Google Chromecast – Image Quality
Let’s start with the nitty-gritty here.
Any HD wireless streaming video implementation is going to involve compression to get the signal to fit in the available bandwidth; some mathematical level of quality loss is inevitable, even if it’s not noticeable to the human eye.
Chromecast doesn’t produce pristine video, per se, but it’s pretty impressive given that it’s pulling 1080p videos down over a WiFi connection.
Netflix streams will gain a little bit of artifacting in the process of streaming to the Chromecast dongle when compared to a dedicated streaming box with a wired connection, but they’re still very clear and watchable.
There are a handful of streaming video implementations that produce better results, but they use lower resolutions, expensive dedicated hardware, or both; Chromecast does a great job with any Android/iOS device or laptop with Chrome installed that you throw at it.

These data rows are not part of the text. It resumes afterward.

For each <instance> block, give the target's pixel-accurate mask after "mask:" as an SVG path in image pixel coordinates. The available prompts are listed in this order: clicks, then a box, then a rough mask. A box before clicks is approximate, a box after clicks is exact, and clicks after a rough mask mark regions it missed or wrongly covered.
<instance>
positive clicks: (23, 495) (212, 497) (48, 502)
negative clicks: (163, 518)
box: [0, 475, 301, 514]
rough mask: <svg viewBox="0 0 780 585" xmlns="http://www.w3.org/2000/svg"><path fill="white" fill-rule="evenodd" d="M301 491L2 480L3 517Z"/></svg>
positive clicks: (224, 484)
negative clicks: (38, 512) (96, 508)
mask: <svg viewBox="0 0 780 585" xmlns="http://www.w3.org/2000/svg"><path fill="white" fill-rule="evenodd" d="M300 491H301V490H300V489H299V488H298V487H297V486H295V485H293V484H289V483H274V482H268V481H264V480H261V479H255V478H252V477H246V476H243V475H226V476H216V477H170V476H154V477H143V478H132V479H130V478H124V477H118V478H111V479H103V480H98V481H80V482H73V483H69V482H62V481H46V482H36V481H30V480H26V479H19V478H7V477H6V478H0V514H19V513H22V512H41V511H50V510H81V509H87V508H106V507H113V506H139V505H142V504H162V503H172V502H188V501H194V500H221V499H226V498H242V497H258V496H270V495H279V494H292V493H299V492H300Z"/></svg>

The other side of this coin is consistency.
Video needs to have a constant framerate; it doesn’t matter how good individual frames look if everything is stuttering and staggering. Video is movement; video is motion.
Chromecast has no problems in this department; once you’ve got a video underway, everything is silky smooth barring sudden disruptions to the WiFi network.
Google Chromecast – User Experience
The Chromecast hardware itself is able to do what it does so cheaply because it’s so barebones.
It just streams video.
This isn’t in the sense that other devices “just stream video”; the Chromecast dongle exclusively handles the task of pulling the video out of the cloud and putting it on the screen.
Most of what goes on on the user interface side happens on the device you’re using to control it.
When you’re using a supported app like Netflix or Youtube, you select the video you want to watch just like normal on your device, and then you hit the button to stream it to the Chromecast dongle; it’s seamless and simple.
Right now, though, this does create a problem with support for Chromecast. Frankly, there isn’t enough of it. Chromecast doesn’t stream video from the phone; the phone acts as a remote and as a separate computing unit for handling the user interface, but Chromecast has to have some level of software support for a streaming service before it can make use of it.
Right now, your options are fairly limited in that respect; you can use Netflix, YouTube, Google Play Movies & TV, and Google Play Music.
These all work quite well, but it’s not the largest slate out there, to say the least.
You also have the ability to sling the contents of a Chrome browser tab to the TV, but that won’t let you get around
These limits, for the most part; the work of rendering the page is, for the most part, done on the device connected to Chromecast, but there’s still enough dongle-side processing that plugins won’t display audio or video in most cases.
Still, Chromecast is young, and while support is a problem
What’s there works great. HBO Go, Hulu Plus, Vimeo, and a sizable number of other companies already have Google Chromecast support in the works, and those should start to hit as soon as the Chromecast SDK sees its production release.
These problems are growing pains, and they’ll resolve themselves.
Google Chromecast is a great little piece of equipment.
There are some issues with software support at the current time, but it also released only a short time ago; there’s every reason to believe that these will clear up by year’s end.
At $35, it’s a very interesting solution for a portable way to stream video to any television you encounter.